The Cincinnati Bengals have been planning for the departure of Andrew Whitworth, their Pro Bowl left tackle, for a few years now. During the 2015 NFL Draft, they used their first two picks in the draft on tackles, with Cedric Ogbuehi being taken in the first round, followed by Jake Fisher in the second.
The only problem is that both of them have struggled and were benched when given the opportunity to play during the course of their first two seasons. This is in large part why the Bengals still had the desire to retain Whitworth, who signed a lucrative deal instead with the Rams.
Now the training wheels are off for this Bengals line, turning the bookend positions to their young tackles, and Ogbuehi finally getting the opportunity to move back to the left side, which is where he played in college, and where he has said that he feels more comfortable.
Cincinnati opened the 2016 season with Ogbuehi starting at right tackle after Andre Smith, their veteran starter at the position, left in free agency—ironically, after they lost two starters along the line, and Smith was released by his new team, the Bengals brought him back to play at right guard, now next to Fisher.

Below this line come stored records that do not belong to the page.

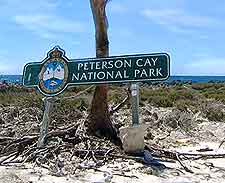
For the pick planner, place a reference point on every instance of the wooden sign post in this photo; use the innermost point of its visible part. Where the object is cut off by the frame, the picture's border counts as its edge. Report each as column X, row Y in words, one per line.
column 56, row 72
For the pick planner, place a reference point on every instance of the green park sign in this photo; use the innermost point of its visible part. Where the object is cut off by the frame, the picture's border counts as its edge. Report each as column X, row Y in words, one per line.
column 56, row 71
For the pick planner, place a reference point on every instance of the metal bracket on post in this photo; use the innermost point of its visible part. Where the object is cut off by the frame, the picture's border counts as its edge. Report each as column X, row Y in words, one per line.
column 45, row 121
column 135, row 103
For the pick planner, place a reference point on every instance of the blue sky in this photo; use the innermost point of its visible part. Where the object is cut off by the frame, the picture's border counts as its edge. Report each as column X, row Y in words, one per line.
column 191, row 31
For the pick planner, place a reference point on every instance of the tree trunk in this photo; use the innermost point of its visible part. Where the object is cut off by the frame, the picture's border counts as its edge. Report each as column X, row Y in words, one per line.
column 99, row 118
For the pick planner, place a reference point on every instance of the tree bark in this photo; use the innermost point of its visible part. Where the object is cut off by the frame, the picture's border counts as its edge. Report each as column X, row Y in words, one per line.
column 99, row 118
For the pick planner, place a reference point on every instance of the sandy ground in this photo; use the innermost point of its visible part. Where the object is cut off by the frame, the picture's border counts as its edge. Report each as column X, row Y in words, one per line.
column 128, row 171
column 182, row 132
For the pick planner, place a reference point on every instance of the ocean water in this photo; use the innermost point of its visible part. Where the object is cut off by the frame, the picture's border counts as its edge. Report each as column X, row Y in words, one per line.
column 194, row 79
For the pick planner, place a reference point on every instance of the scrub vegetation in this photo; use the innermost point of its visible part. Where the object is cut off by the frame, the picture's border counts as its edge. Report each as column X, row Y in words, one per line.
column 207, row 98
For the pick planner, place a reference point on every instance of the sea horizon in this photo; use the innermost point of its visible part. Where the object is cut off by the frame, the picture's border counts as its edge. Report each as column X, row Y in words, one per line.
column 183, row 78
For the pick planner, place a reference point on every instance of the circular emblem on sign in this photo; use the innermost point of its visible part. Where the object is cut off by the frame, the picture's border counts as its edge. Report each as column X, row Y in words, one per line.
column 54, row 73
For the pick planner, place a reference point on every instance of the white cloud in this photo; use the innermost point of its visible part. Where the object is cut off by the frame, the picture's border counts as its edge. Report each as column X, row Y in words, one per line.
column 178, row 21
column 48, row 26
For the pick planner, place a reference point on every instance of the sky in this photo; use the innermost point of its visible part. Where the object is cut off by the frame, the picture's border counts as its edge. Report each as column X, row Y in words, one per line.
column 191, row 31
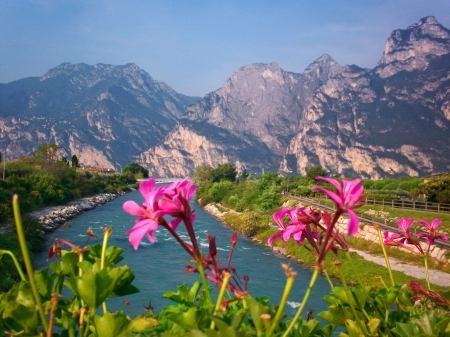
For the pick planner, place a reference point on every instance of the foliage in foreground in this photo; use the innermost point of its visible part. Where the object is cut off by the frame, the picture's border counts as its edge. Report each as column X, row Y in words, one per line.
column 91, row 275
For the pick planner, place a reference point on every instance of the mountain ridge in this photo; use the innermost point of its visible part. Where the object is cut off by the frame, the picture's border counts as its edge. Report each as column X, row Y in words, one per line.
column 391, row 120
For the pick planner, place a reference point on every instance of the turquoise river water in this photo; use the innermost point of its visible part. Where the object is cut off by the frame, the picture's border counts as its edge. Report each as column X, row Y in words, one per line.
column 159, row 267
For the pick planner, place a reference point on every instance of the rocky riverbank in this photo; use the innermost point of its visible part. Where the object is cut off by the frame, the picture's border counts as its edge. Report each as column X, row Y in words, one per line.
column 436, row 276
column 52, row 217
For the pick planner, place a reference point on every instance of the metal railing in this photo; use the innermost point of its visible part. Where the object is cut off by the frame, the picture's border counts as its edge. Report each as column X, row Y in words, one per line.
column 411, row 205
column 390, row 225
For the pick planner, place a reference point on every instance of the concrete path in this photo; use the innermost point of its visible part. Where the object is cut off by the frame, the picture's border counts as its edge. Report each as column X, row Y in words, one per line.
column 436, row 277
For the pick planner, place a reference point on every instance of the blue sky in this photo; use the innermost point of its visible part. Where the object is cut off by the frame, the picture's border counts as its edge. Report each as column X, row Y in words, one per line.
column 194, row 46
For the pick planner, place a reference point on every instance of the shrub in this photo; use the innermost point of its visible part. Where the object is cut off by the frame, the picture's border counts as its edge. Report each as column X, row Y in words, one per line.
column 205, row 200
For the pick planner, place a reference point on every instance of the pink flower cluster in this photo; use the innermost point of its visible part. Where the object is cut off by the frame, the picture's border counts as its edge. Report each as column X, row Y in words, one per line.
column 317, row 227
column 172, row 200
column 405, row 237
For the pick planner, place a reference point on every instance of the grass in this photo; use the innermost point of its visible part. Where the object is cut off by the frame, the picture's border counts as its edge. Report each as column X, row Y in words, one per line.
column 396, row 213
column 367, row 270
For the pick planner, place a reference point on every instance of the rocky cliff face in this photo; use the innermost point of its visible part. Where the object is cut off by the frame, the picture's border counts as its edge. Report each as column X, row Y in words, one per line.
column 104, row 114
column 390, row 120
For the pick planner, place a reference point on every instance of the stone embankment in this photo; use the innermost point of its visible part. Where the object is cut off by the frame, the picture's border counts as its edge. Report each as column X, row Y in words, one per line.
column 369, row 233
column 52, row 217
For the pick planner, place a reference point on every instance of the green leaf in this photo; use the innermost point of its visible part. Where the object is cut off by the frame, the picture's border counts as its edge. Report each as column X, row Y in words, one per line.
column 112, row 255
column 373, row 325
column 68, row 265
column 95, row 288
column 184, row 295
column 19, row 309
column 256, row 310
column 336, row 314
column 117, row 324
column 386, row 298
column 143, row 323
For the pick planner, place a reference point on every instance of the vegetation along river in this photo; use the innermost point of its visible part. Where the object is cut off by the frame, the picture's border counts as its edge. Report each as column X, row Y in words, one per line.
column 159, row 267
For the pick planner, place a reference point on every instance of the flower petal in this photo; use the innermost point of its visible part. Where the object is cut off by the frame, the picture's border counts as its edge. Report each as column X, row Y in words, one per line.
column 353, row 223
column 131, row 207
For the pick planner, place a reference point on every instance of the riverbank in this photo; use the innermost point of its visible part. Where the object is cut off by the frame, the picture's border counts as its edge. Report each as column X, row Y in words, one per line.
column 53, row 217
column 437, row 277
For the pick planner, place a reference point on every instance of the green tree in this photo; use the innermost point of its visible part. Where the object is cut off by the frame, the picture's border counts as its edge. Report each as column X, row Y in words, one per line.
column 243, row 176
column 139, row 171
column 315, row 171
column 224, row 172
column 202, row 177
column 436, row 189
column 75, row 162
column 219, row 190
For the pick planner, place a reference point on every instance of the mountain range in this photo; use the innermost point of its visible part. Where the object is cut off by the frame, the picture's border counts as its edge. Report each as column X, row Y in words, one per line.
column 391, row 120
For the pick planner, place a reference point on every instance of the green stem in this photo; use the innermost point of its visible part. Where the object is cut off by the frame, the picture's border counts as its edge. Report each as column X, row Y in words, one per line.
column 205, row 284
column 27, row 260
column 328, row 278
column 427, row 275
column 287, row 291
column 226, row 279
column 350, row 301
column 106, row 233
column 388, row 265
column 16, row 263
column 316, row 273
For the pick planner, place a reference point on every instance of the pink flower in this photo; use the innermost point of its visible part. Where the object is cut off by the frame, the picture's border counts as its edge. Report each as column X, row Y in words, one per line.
column 176, row 199
column 404, row 225
column 431, row 235
column 147, row 222
column 347, row 197
column 278, row 217
column 390, row 240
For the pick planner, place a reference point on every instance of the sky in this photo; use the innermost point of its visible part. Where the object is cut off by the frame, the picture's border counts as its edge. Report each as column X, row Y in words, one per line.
column 195, row 46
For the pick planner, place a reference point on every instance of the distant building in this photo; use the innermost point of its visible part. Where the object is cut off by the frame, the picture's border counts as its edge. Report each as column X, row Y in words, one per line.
column 435, row 176
column 98, row 169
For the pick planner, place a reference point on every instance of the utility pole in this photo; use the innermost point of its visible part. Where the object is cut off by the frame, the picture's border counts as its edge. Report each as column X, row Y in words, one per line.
column 4, row 165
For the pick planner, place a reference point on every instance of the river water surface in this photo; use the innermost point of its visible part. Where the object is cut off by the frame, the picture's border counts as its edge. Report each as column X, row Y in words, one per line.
column 159, row 267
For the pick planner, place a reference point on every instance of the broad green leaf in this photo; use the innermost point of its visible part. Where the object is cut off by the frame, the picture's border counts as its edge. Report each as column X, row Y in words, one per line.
column 386, row 298
column 19, row 307
column 95, row 288
column 184, row 295
column 353, row 329
column 68, row 265
column 256, row 310
column 112, row 256
column 117, row 324
column 143, row 323
column 373, row 325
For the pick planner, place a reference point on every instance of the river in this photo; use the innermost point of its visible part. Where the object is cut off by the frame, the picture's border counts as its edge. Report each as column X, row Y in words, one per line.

Ogbuehi, however, struggled to take Smith’s place and ended up being rotated in and out of games with veteran Eric Winston. Toward the end of the season, he was benched outright, and the team instead rotated Fisher with Winston. Needless to say, that is never something you want to have to do with your first-round draft pick.
He has, however, had extenuating circumstances. In fact, this is actually the first of his three offseasons in which he is going to be able to be a steady participant. As a rookie, he was overcoming an ACL injury, and a year ago, it was a sports hernia that was keeping him sidelined. The ability to get in as much time in practice as possible is crucial for a young player, and he knows it.

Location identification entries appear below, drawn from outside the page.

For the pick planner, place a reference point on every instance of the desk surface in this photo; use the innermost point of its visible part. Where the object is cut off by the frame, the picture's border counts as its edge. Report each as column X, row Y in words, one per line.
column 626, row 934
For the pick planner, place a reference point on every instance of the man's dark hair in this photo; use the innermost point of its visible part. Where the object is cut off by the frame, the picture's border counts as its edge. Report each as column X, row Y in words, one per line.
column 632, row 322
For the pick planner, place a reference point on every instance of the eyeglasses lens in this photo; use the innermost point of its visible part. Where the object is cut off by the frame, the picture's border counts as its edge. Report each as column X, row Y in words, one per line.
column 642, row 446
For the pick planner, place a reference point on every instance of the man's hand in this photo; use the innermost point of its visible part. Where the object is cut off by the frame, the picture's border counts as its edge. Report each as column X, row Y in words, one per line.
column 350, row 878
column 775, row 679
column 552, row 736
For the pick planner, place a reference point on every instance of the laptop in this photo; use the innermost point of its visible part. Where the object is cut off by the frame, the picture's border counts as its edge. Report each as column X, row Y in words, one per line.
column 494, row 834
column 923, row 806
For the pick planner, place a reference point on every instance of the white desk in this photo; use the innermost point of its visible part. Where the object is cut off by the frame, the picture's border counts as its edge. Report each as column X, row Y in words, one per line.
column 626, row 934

“This is the time where you get to slow the game down and work on technique. I never got to do that”, he said. “So I’m excited to do it this year. Just start over again. Work on my craft”. The Bengals are counting on that, since they really have no fallback option at this point, short of Winston, or something even more convoluted.
After a season in which he gave up double-digit sacks, Ogbuehi has been working on his upper body strength, working with Jay Glazer, training in MMA style, which I believe is something at least one of his teammates—Carlos Dunlap—has adopted in his regimen.
After a down season following five consecutive trips to the playoffs, the Bengals are tasked with assembling a competent offensive line that once was a strength. They have brought in some pedigreed players—technically they have two first-rounders and a second-rounder projected to start—but will it all come together? Much of that rides on Ogbuehi’s shoulders.